From Classic to Contemporary (and back):
John Fowles’s
“The Magus”
Some novels refuse to fade from memory, and The Magus is one of them. It explores the self, love, mystery, adventures of the mind, body and spirit. Its ending is as mysterious as anything else in the story. It refuses to be categorized and in rising above easy genre naming becomes a novel I have never stopped thinking about. Scenes endlessly come to mind with unerring similitude.
First published in 1965, it has evoked such powerful intellectual and emotional forces in my life that I had to make it a part of my own first novel, Wild Blue Yonder. Two characters, sitting in a London park, are reminded of the closing scene between Nicholas Urfe and Alison Kelly. Both are complex characters who defy easy interpretation, yet as Alison remains enigmatic Nicholas is easier to characterize as self-centered in the extreme.
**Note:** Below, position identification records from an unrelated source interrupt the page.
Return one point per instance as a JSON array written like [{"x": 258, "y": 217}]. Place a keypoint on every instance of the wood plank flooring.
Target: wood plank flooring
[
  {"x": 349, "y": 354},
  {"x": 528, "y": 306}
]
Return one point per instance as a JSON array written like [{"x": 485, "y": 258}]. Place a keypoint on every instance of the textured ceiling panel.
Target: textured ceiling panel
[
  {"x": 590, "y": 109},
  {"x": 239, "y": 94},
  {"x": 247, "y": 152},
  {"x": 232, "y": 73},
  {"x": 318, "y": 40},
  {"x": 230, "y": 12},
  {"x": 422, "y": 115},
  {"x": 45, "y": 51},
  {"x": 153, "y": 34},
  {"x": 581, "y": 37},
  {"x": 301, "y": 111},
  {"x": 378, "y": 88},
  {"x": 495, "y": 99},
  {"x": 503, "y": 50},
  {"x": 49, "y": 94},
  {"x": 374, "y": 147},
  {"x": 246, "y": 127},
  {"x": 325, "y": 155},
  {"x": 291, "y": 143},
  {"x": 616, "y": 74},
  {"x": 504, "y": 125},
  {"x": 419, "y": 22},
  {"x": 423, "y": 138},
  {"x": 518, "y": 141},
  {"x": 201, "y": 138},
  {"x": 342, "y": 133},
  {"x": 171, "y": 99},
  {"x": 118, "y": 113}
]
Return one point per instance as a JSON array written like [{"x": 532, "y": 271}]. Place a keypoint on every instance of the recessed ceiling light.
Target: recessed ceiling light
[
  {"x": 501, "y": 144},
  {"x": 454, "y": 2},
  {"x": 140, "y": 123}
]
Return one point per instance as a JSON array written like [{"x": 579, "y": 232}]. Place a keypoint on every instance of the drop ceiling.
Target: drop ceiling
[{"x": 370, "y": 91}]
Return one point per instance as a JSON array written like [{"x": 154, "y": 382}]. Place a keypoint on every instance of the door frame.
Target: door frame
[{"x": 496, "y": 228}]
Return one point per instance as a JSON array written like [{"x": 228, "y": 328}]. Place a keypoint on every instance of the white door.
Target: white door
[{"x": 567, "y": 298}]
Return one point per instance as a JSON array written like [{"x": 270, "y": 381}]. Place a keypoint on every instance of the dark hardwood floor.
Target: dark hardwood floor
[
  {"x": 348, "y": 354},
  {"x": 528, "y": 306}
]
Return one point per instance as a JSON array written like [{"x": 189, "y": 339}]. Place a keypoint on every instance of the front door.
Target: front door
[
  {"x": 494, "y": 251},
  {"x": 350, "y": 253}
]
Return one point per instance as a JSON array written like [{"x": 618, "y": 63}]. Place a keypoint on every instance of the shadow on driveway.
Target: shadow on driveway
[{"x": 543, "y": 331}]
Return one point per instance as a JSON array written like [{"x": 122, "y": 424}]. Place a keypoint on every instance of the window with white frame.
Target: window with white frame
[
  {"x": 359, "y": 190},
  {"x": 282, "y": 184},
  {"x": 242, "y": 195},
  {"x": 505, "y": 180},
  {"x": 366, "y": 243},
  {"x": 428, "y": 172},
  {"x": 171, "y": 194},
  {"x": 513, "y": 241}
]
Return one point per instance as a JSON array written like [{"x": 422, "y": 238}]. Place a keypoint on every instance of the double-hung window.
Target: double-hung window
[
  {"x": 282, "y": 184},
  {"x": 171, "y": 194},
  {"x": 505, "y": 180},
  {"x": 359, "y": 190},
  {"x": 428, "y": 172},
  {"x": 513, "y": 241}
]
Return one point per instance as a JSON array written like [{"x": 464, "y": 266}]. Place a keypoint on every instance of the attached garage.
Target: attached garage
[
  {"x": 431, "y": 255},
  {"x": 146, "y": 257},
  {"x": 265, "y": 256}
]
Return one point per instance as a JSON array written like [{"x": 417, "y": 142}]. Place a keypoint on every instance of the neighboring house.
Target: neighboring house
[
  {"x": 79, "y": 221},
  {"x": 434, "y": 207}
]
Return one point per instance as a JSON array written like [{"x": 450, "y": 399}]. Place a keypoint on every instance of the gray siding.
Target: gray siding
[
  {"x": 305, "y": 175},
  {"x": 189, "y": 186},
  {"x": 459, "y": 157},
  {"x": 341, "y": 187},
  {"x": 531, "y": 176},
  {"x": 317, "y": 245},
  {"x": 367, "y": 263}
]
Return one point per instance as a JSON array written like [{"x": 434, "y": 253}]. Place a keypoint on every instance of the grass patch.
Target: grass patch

One wonders, while reading, if he will be transformed into a feeling, caring individual by the novel’s end yet as the last page turns, wonder still prevails.
Fowles rewrote The Magus and published a revised version in 1977. For me, this was heresy; although I own a copy, I’ve never read it. I long ago decided I would not want to read what he changed.
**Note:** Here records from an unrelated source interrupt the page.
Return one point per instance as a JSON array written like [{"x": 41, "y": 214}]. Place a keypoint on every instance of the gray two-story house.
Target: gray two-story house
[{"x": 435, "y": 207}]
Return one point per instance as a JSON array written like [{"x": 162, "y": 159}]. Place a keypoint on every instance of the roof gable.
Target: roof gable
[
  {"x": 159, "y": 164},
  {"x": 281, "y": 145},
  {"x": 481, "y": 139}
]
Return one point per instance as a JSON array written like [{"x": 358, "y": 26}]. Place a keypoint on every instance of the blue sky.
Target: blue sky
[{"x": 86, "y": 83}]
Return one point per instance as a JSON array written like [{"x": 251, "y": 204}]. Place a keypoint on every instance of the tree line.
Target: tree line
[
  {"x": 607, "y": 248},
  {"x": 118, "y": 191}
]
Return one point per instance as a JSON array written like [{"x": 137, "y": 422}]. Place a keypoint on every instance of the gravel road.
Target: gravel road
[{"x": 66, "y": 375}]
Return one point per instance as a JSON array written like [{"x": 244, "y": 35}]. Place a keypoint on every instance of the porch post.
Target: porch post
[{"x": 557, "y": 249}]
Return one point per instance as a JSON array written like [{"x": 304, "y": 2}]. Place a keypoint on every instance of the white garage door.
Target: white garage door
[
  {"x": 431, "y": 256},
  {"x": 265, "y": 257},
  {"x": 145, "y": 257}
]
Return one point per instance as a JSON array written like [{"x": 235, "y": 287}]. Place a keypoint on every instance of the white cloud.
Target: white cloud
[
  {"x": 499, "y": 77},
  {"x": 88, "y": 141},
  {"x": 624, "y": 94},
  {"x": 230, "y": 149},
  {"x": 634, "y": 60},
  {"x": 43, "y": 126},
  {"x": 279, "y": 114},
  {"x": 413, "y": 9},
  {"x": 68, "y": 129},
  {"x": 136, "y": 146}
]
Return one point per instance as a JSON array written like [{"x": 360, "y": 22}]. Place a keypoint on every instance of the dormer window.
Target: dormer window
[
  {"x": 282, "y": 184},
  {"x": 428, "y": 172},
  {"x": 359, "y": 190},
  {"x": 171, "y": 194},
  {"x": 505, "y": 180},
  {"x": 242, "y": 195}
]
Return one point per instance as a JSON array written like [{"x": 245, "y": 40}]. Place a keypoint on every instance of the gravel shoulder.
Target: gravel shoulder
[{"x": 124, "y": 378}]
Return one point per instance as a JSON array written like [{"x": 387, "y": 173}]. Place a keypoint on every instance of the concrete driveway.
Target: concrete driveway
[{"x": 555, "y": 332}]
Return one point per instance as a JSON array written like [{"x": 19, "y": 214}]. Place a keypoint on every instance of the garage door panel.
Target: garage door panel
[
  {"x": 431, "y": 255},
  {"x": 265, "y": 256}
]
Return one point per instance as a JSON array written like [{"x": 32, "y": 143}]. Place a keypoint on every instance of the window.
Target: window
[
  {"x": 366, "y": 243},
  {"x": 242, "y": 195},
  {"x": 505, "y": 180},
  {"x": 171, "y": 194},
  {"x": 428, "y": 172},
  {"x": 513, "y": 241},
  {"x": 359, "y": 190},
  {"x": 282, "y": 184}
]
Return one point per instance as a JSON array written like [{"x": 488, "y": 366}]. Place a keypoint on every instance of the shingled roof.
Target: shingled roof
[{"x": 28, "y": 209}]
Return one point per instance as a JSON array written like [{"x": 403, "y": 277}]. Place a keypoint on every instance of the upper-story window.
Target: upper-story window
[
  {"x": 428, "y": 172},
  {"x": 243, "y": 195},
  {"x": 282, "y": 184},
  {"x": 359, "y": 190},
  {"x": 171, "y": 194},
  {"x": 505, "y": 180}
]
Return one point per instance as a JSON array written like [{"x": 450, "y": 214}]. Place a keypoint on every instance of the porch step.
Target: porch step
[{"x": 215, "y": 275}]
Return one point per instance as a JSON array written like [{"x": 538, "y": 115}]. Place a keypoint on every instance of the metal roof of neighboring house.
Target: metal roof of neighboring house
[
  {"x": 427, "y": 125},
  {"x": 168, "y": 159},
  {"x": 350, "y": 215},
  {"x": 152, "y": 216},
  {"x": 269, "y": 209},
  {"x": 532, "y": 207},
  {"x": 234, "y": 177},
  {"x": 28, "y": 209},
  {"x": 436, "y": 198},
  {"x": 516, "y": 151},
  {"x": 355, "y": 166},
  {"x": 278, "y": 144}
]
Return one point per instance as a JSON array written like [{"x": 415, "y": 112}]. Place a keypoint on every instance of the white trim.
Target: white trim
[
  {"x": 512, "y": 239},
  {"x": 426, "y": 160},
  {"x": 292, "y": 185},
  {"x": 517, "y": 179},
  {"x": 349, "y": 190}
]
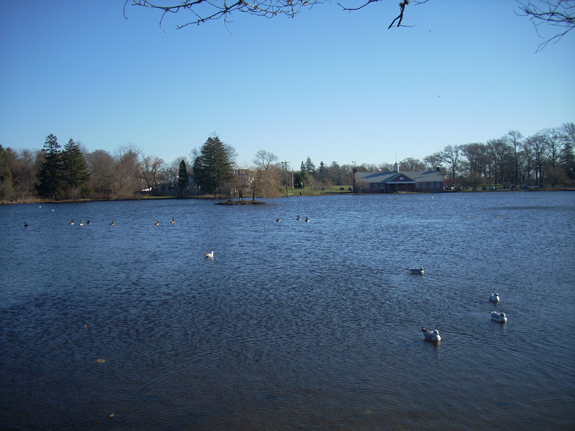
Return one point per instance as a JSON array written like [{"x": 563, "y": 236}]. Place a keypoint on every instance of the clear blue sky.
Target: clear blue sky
[{"x": 331, "y": 85}]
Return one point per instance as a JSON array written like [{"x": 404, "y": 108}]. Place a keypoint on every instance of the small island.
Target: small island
[{"x": 240, "y": 202}]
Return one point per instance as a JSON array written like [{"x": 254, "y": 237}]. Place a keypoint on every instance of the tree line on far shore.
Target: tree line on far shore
[{"x": 69, "y": 173}]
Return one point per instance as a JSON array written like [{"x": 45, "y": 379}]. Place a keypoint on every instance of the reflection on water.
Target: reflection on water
[{"x": 291, "y": 325}]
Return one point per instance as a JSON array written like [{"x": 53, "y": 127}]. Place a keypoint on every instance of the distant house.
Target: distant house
[{"x": 396, "y": 181}]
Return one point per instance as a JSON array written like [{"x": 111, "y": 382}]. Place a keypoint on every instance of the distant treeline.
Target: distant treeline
[{"x": 71, "y": 172}]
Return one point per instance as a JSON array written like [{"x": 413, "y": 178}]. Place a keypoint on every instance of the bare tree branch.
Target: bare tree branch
[
  {"x": 558, "y": 13},
  {"x": 208, "y": 10}
]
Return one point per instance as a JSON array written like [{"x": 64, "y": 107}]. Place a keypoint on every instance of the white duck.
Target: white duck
[
  {"x": 498, "y": 317},
  {"x": 431, "y": 335}
]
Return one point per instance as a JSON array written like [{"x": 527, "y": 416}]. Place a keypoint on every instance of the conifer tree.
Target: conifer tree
[
  {"x": 50, "y": 182},
  {"x": 183, "y": 180},
  {"x": 74, "y": 169},
  {"x": 6, "y": 179},
  {"x": 214, "y": 166}
]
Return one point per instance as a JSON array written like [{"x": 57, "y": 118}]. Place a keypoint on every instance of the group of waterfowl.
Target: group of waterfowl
[
  {"x": 498, "y": 317},
  {"x": 297, "y": 218},
  {"x": 72, "y": 223}
]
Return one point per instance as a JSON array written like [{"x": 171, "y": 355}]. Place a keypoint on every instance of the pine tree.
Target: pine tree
[
  {"x": 74, "y": 169},
  {"x": 50, "y": 181},
  {"x": 214, "y": 166},
  {"x": 183, "y": 180},
  {"x": 6, "y": 179}
]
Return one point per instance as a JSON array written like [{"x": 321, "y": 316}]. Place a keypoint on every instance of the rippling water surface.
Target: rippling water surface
[{"x": 292, "y": 325}]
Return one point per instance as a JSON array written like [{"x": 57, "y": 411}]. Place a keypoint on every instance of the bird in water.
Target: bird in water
[
  {"x": 498, "y": 317},
  {"x": 431, "y": 335}
]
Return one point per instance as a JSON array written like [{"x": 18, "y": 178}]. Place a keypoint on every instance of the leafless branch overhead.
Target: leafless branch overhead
[{"x": 557, "y": 13}]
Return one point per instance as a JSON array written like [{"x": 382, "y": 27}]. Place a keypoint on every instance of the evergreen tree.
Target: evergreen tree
[
  {"x": 183, "y": 180},
  {"x": 74, "y": 169},
  {"x": 6, "y": 179},
  {"x": 214, "y": 166},
  {"x": 50, "y": 181},
  {"x": 568, "y": 160}
]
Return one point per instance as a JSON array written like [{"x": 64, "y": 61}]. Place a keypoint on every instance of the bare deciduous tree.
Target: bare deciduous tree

I did see the movie, starring Peter O’Toole and Anna Karina, and in fact watched it again recently [inspiring me to review the book here]. I was disappointed: O’Toole, although he seemed to try, could not measure up to the novel Urfe’s ennui and preening egotism. Far better it might have been if Oliver Reed had played this role. Similarly, Karina failed to capture Alison’s (renamed Anne for some reason) courage and emotional complexity. Its other shortcomings don’t deserve mentioning here.
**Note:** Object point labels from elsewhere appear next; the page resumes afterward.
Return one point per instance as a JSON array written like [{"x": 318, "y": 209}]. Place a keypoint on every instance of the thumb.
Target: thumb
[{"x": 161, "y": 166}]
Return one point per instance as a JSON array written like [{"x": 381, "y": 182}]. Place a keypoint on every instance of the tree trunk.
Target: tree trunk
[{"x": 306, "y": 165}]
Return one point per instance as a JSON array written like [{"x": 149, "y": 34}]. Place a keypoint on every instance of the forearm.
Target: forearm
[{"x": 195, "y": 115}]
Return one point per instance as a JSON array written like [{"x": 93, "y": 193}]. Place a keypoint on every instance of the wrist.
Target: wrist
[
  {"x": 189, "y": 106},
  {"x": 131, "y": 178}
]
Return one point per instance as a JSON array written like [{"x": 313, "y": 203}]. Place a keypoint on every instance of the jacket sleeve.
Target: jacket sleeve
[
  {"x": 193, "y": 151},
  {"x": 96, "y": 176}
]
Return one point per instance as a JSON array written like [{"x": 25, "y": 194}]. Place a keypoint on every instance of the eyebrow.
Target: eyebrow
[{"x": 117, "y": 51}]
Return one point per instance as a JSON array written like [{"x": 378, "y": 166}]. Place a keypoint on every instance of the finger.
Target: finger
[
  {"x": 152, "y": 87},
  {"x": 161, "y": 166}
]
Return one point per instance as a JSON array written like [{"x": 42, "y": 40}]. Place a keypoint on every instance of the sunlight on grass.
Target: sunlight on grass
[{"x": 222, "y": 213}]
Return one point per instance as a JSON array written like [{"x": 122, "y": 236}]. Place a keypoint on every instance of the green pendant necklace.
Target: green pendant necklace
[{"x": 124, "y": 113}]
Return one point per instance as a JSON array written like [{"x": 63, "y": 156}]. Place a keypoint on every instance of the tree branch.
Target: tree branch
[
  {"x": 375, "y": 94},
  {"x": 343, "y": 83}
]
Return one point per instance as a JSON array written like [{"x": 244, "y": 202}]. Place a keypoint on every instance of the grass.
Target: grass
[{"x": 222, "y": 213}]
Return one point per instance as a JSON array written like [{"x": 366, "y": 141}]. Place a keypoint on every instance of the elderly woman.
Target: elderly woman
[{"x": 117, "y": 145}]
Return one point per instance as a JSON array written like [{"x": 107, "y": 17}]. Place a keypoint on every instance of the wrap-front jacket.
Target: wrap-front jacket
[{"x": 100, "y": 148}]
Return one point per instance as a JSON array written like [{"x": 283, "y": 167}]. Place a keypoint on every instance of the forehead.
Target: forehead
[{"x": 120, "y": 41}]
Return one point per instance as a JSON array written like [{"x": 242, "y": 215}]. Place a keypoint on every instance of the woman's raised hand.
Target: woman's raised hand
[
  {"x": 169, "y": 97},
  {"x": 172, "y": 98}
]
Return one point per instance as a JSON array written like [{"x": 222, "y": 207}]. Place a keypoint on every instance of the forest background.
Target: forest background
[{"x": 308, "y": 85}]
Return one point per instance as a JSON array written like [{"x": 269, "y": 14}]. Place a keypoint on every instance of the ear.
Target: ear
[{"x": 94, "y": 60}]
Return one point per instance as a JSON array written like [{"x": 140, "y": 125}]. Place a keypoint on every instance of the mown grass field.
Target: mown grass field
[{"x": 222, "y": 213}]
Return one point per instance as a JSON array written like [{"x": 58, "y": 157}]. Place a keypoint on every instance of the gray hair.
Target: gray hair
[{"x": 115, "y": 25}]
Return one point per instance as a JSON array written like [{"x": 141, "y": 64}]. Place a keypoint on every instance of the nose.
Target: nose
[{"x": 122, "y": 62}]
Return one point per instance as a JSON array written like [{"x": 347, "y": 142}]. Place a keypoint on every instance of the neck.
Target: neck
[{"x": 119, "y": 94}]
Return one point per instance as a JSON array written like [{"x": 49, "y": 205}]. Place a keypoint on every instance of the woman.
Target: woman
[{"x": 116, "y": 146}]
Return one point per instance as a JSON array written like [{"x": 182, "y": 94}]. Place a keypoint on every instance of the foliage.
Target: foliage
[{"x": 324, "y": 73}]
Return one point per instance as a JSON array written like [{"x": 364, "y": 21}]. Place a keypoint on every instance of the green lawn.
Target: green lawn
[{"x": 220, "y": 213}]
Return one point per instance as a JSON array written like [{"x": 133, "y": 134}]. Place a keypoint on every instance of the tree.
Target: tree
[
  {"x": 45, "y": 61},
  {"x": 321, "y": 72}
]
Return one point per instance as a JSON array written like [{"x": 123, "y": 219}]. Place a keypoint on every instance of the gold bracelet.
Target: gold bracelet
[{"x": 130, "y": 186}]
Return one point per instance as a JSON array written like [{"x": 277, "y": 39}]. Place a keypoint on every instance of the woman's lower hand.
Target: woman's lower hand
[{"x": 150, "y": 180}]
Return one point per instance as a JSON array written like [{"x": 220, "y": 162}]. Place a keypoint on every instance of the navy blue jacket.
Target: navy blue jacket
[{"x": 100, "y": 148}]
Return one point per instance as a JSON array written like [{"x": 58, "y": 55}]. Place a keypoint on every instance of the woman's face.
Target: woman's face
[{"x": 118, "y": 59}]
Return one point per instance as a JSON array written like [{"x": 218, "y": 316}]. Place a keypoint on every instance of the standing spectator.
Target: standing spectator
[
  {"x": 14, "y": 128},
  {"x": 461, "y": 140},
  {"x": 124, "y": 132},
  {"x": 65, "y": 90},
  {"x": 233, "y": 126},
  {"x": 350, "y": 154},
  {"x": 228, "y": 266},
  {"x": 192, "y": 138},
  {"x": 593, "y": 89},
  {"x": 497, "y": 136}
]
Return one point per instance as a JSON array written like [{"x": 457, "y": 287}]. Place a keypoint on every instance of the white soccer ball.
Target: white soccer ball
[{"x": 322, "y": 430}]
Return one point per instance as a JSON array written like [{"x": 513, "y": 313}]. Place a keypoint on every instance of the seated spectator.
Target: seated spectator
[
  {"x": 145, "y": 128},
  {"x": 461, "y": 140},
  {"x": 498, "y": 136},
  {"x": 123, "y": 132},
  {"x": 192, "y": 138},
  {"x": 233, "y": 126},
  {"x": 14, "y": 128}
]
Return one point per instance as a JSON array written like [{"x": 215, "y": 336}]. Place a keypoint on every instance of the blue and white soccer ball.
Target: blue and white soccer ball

If you have not read The Magus, I encourage you to do so. You could say it was a literary aspect of the social awakening of the 1960s, and you would not be wrong, yet there are no hippies, no drugs. In their place is pure, unadulterated consciousness-raising. Conchis, the novel’s magus, offers it to Nicholas. Does he accept the offer? Your consciousness will rise in your efforts to answer that question.